**Geometry** is the branch of mathematics dealing with spatial relationships. From experience, or possibly intuitively, people characterize space by certain fundamental qualities, which are termed axioms in geometry. Such axioms are insusceptible of proof, but can be used in conjunction with mathematical definitions for points, straight lines, curves, surfaces, and solids to draw logical conclusions.

Because of its immediate practical applications, geometry was one of the first branches of mathematics to be developed. Likewise, it was the first field to be put on an axiomatic basis, by Euclid. The Greeks were interested in many questions about ruler-and-compass constructions. The next most significant development had to wait until a millennium later, and that was analytic geometry, in which coordinate systems are introduced and points are represented as ordered pairs or triples of numbers. This sort of representation has since then allowed us to construct new geometries other than the standard Euclidean version.

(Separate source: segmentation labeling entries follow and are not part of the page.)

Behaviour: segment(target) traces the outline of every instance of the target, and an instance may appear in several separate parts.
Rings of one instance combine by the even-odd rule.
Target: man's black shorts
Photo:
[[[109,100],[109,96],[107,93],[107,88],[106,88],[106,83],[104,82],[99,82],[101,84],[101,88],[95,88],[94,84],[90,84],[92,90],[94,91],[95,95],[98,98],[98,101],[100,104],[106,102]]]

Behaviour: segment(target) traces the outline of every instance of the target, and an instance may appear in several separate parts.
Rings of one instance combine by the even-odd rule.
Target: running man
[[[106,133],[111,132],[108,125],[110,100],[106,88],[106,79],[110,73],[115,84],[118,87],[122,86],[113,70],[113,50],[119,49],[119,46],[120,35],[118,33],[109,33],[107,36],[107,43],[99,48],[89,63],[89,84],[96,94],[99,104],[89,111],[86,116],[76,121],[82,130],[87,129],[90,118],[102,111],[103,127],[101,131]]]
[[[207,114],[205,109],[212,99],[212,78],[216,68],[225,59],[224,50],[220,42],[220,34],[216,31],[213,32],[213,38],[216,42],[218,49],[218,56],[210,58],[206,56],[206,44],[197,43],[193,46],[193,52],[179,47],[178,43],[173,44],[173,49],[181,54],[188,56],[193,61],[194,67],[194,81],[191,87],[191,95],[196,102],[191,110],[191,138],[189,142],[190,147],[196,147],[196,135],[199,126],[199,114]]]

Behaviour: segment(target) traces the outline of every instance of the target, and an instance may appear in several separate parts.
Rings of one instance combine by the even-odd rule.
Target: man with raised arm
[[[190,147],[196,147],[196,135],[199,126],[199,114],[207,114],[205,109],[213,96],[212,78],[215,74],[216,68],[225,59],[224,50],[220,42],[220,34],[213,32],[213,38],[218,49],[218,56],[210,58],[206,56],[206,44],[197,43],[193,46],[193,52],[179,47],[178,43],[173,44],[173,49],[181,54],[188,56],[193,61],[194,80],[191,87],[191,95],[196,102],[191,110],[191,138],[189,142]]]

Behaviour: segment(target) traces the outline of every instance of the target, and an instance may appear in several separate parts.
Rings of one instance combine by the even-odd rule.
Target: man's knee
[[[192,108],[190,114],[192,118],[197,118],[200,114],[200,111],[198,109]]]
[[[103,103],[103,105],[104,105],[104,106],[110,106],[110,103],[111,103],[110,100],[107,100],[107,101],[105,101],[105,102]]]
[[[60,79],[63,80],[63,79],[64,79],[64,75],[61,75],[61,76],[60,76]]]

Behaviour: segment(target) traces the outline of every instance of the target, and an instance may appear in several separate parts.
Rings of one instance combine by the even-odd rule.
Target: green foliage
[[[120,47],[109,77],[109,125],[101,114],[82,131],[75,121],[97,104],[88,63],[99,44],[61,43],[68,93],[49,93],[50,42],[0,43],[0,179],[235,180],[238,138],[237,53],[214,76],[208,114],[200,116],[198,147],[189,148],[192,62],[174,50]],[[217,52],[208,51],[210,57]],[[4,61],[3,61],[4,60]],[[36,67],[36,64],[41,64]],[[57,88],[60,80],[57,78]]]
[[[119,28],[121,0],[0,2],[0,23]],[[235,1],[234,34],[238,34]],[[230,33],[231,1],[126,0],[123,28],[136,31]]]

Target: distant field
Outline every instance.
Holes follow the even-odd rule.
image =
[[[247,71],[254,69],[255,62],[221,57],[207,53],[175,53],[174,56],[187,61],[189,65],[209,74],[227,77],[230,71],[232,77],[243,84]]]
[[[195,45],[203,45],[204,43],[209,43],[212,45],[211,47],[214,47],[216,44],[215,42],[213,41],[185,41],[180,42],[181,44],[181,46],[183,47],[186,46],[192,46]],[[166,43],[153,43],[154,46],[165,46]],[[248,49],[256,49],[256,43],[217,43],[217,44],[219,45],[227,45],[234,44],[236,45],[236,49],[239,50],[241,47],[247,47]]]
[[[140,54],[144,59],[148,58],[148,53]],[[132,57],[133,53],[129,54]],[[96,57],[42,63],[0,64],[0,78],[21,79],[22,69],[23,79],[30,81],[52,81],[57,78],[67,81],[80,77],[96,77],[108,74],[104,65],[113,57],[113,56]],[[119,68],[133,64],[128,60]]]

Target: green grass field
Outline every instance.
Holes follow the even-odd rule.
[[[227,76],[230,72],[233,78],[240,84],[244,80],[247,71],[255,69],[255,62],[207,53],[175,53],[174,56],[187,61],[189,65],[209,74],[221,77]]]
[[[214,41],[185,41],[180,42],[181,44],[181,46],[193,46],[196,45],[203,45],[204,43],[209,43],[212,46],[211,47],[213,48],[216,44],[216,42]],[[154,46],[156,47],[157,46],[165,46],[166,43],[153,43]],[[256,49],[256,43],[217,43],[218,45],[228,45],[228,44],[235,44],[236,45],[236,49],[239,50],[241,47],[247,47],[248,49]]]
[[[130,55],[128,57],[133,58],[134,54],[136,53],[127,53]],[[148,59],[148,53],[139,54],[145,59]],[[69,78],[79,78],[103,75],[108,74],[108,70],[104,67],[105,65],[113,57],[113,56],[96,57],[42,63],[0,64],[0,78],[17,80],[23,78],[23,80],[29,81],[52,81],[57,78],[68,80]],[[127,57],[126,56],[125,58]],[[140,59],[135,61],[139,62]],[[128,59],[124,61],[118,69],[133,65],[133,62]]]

The central notion in geometry is that of *congruence*. In Euclidean geometry, two figures are said to be congruent if they are related by a series of reflections, rotations, and translationss.

Other geometries can be constructed by choosing a new underlying space to work with (Euclidean geometry uses Euclidean space, **R**^{n}) or by choosing a new group of transformations to work with (Euclidean geometry uses the inhomogeneous orthogonal transformations, E(n)). The latter point of view is called the Erlanger program. In general, the more congruences we have, the fewer invariants there are. As an example, in affine geometry any linear transformation is allowed, and so the first three figures are all congruent; distances and angles are no longer invariants, but linearity is.

A discrete form of geometry is treated under Pick's theorem.